05.29.2014

Investors Size Up Sustainability

05.29.2014
Terry Flanagan

Impax Asset Management, a specialty investment firm, is focused on global equity strategies across alternative energy, energy efficiency, water, waste, food and agriculture related markets.

The firm’s investments aim to benefit from the long-term trends of changing demographics, urbanization, rising consumption, and the resultant increases in resource scarcity.

Ian Simm, the company’s founder and CEO, launched the company in 1998 with the premise that there were a large number of rapidly growing companies operating in the areas of environmental, infrastructure, environmental technology and renewable energy.

“From the outset, we’ve been interested in resource efficiency and environmental markets, and we’ve been attracting institutional clients to manage parts of their portfolios to invest in those areas, and that specifically means investing into global equities in the water sector, the food and agriculture sector, energy efficiency, renewable energy and waste management, in particular,” said Simm.

Ian Simm, Impax Asset Management

Ian Simm, Impax Asset Management

Four of five investors consider sustainability issues to be relevant, according to research by PwC. About 80% of responding investors say that they considered these concepts in one or more investment contexts during the past year.

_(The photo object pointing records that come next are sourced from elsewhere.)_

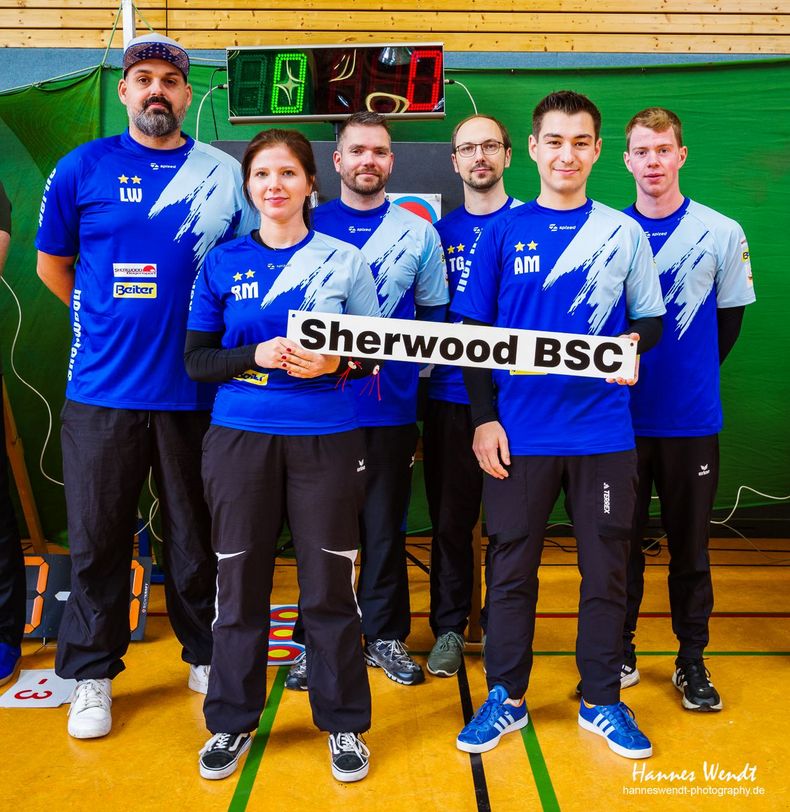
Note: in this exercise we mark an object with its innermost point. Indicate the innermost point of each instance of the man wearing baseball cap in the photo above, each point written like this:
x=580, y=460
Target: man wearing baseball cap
x=125, y=223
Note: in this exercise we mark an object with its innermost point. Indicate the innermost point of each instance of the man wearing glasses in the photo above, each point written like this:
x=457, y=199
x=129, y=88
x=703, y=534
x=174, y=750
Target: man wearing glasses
x=481, y=151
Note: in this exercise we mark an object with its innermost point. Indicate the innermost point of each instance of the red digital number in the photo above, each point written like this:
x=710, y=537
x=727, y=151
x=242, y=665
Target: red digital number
x=427, y=85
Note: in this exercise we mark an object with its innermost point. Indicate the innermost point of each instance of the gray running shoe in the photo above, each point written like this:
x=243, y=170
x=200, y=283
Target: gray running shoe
x=391, y=655
x=446, y=655
x=296, y=679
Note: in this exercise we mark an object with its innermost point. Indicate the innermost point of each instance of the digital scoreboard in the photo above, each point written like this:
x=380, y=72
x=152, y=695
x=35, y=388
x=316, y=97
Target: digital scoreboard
x=330, y=82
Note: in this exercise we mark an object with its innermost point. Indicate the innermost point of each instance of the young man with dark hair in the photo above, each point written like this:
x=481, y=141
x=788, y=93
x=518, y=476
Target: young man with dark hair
x=405, y=256
x=480, y=153
x=590, y=271
x=706, y=280
x=125, y=224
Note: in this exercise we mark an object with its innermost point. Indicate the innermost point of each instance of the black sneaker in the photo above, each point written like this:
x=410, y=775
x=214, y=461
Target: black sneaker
x=629, y=673
x=391, y=655
x=692, y=679
x=296, y=679
x=350, y=756
x=221, y=753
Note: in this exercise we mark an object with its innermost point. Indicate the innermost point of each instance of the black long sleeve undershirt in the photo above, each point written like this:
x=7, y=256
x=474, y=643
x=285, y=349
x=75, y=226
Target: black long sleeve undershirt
x=728, y=321
x=207, y=361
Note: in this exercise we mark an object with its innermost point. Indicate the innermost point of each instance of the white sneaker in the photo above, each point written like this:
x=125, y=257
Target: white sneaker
x=198, y=678
x=89, y=715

“Our survey asked whether sustainability issues are considered by investors, not necessarily whether they are the dominate consideration in investment decision-making,” Kayla Gillan, leader of PwC’s Investor Resource Institute, told Markets Media. “In that context, respondents to our survey indicated that the quest to reduce risk is the primary driver, followed closely by the goal of enhancing performance and minimizing exposure to unethical companies.”

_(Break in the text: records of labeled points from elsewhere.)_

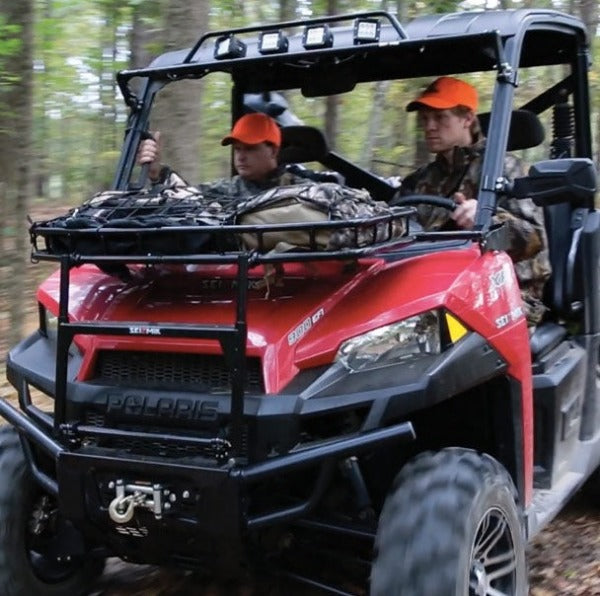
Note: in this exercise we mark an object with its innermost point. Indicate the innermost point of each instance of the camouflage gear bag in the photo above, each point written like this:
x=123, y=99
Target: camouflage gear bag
x=317, y=204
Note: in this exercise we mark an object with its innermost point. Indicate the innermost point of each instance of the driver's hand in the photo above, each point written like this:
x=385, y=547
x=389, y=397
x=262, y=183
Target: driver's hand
x=464, y=214
x=149, y=152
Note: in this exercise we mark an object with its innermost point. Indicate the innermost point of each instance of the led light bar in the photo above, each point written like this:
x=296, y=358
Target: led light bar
x=319, y=36
x=366, y=30
x=272, y=42
x=229, y=46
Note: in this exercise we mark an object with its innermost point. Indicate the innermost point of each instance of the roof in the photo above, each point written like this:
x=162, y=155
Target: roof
x=428, y=45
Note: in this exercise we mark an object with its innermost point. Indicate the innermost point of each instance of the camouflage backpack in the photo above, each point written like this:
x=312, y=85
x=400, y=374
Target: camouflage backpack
x=317, y=204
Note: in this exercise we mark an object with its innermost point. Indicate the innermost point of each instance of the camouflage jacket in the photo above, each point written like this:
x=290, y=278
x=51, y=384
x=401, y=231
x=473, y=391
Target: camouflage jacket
x=234, y=187
x=528, y=244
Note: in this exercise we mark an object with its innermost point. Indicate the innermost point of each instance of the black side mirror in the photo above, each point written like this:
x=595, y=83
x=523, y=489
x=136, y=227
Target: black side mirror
x=572, y=180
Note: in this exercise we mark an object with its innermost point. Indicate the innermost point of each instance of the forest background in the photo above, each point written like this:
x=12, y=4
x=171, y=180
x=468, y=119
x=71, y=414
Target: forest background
x=62, y=117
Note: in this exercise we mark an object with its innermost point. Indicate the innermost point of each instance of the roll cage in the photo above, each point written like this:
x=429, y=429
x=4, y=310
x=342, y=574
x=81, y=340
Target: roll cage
x=497, y=41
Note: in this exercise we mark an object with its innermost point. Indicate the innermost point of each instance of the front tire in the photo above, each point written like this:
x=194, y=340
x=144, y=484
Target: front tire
x=29, y=529
x=450, y=527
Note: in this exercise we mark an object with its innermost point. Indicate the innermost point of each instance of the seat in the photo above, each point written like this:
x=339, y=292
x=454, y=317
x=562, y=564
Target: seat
x=301, y=144
x=525, y=131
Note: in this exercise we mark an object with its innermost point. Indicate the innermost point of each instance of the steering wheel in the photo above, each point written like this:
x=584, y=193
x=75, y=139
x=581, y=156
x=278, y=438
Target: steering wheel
x=433, y=200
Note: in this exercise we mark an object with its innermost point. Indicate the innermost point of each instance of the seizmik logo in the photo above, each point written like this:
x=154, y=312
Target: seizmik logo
x=143, y=330
x=304, y=327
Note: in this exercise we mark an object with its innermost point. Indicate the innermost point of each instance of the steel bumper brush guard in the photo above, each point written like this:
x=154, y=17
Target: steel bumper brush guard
x=373, y=417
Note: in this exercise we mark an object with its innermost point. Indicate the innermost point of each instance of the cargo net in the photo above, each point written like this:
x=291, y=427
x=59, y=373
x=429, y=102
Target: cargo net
x=182, y=220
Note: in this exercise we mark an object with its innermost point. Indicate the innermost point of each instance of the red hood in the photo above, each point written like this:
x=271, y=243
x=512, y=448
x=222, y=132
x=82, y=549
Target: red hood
x=298, y=322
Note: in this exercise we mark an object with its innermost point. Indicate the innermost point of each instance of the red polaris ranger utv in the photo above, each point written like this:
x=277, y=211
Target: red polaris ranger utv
x=359, y=409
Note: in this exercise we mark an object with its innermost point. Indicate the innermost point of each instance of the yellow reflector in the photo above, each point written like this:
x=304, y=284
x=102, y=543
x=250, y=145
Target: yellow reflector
x=455, y=327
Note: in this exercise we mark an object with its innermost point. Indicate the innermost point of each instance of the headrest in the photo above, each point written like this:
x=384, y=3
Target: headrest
x=526, y=129
x=300, y=144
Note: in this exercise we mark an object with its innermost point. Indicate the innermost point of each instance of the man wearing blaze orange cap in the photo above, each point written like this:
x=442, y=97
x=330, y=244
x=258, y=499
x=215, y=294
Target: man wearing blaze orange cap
x=447, y=115
x=256, y=139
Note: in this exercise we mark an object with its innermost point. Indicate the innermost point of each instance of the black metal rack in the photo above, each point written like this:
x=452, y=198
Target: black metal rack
x=232, y=338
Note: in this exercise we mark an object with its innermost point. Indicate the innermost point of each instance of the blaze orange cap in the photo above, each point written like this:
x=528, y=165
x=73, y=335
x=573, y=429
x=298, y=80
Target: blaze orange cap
x=253, y=129
x=446, y=93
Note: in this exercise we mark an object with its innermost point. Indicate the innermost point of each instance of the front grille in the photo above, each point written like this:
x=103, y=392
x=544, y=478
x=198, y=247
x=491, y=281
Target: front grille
x=169, y=370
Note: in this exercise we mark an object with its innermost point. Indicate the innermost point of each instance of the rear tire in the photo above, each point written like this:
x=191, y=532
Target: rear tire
x=28, y=518
x=450, y=527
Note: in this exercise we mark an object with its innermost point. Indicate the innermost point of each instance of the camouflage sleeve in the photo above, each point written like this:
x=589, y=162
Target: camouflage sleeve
x=524, y=220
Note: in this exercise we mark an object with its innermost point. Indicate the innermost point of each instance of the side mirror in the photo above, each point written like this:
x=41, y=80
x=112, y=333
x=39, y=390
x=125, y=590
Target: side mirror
x=571, y=180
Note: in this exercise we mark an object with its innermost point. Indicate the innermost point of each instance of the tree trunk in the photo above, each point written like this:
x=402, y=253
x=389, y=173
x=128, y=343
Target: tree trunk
x=15, y=159
x=331, y=102
x=178, y=109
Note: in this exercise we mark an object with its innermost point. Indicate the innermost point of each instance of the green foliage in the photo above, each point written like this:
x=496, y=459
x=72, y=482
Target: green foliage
x=79, y=114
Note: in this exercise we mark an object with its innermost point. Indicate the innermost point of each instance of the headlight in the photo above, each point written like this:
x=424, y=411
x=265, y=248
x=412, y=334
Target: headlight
x=402, y=341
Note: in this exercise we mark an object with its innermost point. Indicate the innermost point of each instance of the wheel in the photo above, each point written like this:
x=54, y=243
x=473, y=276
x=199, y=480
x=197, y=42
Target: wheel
x=29, y=533
x=450, y=527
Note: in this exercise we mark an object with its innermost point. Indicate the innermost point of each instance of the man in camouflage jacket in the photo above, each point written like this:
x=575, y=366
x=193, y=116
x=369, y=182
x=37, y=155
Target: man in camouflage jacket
x=447, y=114
x=256, y=139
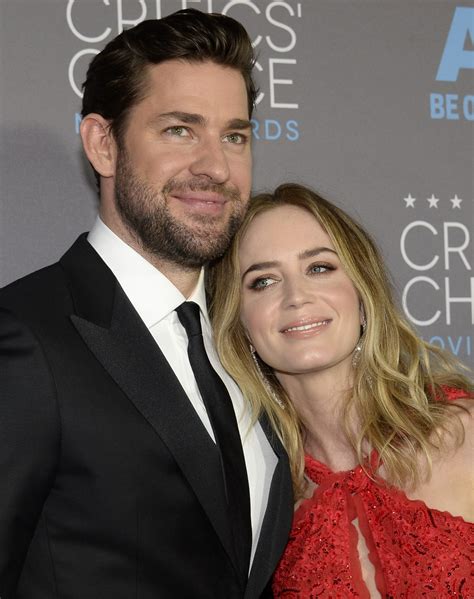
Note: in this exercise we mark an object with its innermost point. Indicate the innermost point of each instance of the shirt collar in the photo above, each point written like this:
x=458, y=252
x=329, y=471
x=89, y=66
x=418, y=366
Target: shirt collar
x=152, y=294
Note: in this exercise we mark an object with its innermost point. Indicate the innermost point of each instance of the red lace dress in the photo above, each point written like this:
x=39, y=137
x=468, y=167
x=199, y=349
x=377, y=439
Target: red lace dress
x=413, y=550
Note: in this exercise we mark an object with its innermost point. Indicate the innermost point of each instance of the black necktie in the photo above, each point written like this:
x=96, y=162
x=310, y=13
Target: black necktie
x=224, y=424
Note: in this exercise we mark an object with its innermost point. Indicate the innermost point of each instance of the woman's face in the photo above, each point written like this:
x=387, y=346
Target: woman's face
x=299, y=307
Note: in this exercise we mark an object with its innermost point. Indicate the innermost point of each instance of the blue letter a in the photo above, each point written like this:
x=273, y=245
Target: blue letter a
x=454, y=56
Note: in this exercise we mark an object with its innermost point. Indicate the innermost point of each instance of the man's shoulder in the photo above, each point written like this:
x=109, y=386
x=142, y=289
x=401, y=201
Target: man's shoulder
x=34, y=292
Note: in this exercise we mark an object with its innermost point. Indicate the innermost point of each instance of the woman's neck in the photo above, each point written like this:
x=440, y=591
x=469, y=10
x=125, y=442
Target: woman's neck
x=319, y=399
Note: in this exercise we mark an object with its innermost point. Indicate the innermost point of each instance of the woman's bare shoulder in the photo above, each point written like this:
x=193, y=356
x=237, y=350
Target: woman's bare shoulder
x=451, y=485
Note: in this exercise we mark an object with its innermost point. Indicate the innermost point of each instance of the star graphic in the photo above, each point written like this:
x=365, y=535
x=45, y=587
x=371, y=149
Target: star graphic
x=456, y=202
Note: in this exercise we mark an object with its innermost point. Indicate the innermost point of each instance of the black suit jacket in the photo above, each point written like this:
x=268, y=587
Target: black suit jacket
x=109, y=481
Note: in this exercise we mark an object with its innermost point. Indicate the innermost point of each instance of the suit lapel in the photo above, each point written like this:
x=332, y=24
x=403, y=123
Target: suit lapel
x=118, y=338
x=277, y=520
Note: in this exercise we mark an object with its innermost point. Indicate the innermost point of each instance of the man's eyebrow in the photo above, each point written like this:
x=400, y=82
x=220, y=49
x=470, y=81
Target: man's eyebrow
x=301, y=256
x=191, y=118
x=239, y=124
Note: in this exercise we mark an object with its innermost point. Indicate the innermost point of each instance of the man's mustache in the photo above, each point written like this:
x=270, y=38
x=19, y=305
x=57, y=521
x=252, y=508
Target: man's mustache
x=221, y=189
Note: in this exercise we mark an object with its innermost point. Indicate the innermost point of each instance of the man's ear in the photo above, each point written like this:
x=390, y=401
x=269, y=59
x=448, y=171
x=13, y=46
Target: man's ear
x=99, y=144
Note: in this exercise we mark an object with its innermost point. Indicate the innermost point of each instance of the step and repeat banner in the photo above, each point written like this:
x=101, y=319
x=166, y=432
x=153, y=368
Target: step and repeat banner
x=370, y=102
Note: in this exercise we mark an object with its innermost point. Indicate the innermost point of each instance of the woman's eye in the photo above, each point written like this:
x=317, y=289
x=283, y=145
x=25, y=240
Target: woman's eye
x=262, y=283
x=236, y=138
x=318, y=269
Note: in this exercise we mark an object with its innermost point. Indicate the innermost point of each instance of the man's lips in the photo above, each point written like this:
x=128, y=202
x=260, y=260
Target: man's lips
x=203, y=203
x=203, y=197
x=305, y=327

With more than $4.0 billion in assets under management for institutional and high net worth investors globally, Impax is approximately 85 percent long only strategies and 15 percent private equity strategies.

“In the long-only space, we have five individual strategies: global small cap (Specialists Strategy), global all cap (Leaders Strategy), as well as three specialist strategies in water, food and agriculture, and Asia/Pacific region,” said Simm. “Our private-equity business is dedicated to the power generation sector, so we fund the construction of new power stations, particularly in the renewable energy space.”

Impax’s client base includes approximately 75 institutional investors around the world. These clients are comprised primarily of pension funds, insurance companies, sovereign wealth funds and the remainder are family offices, charities, endowments, foundations, and high net worth individuals.

Approximately 10 percent of its assets are from North America, with about 5 percent from the Asia-Pacific region and the balance from Europe. “Most of our clients have historically been European, however we have gained strong momentum and a rapid pick up of client interest, particularly in the United States,” said Simm.

Within institutional portfolios, Impax acts as a diversifier for global equity, in particular core/satellite or opportunistic type frameworks. “We also fit quite well into the natural resources allocations that many institutions have, such as an institution that would have quite a sizable fossil-fuel extraction related, natural resources portfolio,” Simm said.

Impax’s listed equity funds seek out mis-priced companies that are set to benefit from long-term trends of changing demographics, urbanization, rising consumption, and the resultant increases in resource scarcity.

“We’ve got a unique offering because our clients are convinced of our thesis that these areas are not only growing rapidly, but they’re also quite prone to producing inefficiently priced equities, which presents a great opportunity for our team of specialists to buy cheap stocks and identify private investments at favorable valuations,” Simm said.

Take waste management for example. “Waste is simply a jumble of materials, and in a world of generally higher commodity prices and medium- to long-term resource scarcity concerns, those companies that can extract high-value materials streams are well placed to make quite a bit of money,” said Simm.

One such company is LKQ Corp., a U.S.-based provider of alternative collision replacement parts, recycled engines and transmission and remanufactured engines. “LKQ was set up around the turn of the millennium by executives of Waste Management International,” Simm said. “This group had the insight that once insurance companies had picked up ownership of damaged automobiles and vehicles, they quite often didn’t know how to realize value for them.”

LKQ set up to buy, at relatively cheap costs to them, these damaged to partly usable vehicles and stripped out the parts that could be used, then recycled them back to manufacturers. “They did that at significant scale with proper inventory management and IT systems,” Simm said. “In a few years they were able to create a leading go-to brand for the workshops, who wanted high-quality OEM parts at an attractive price.”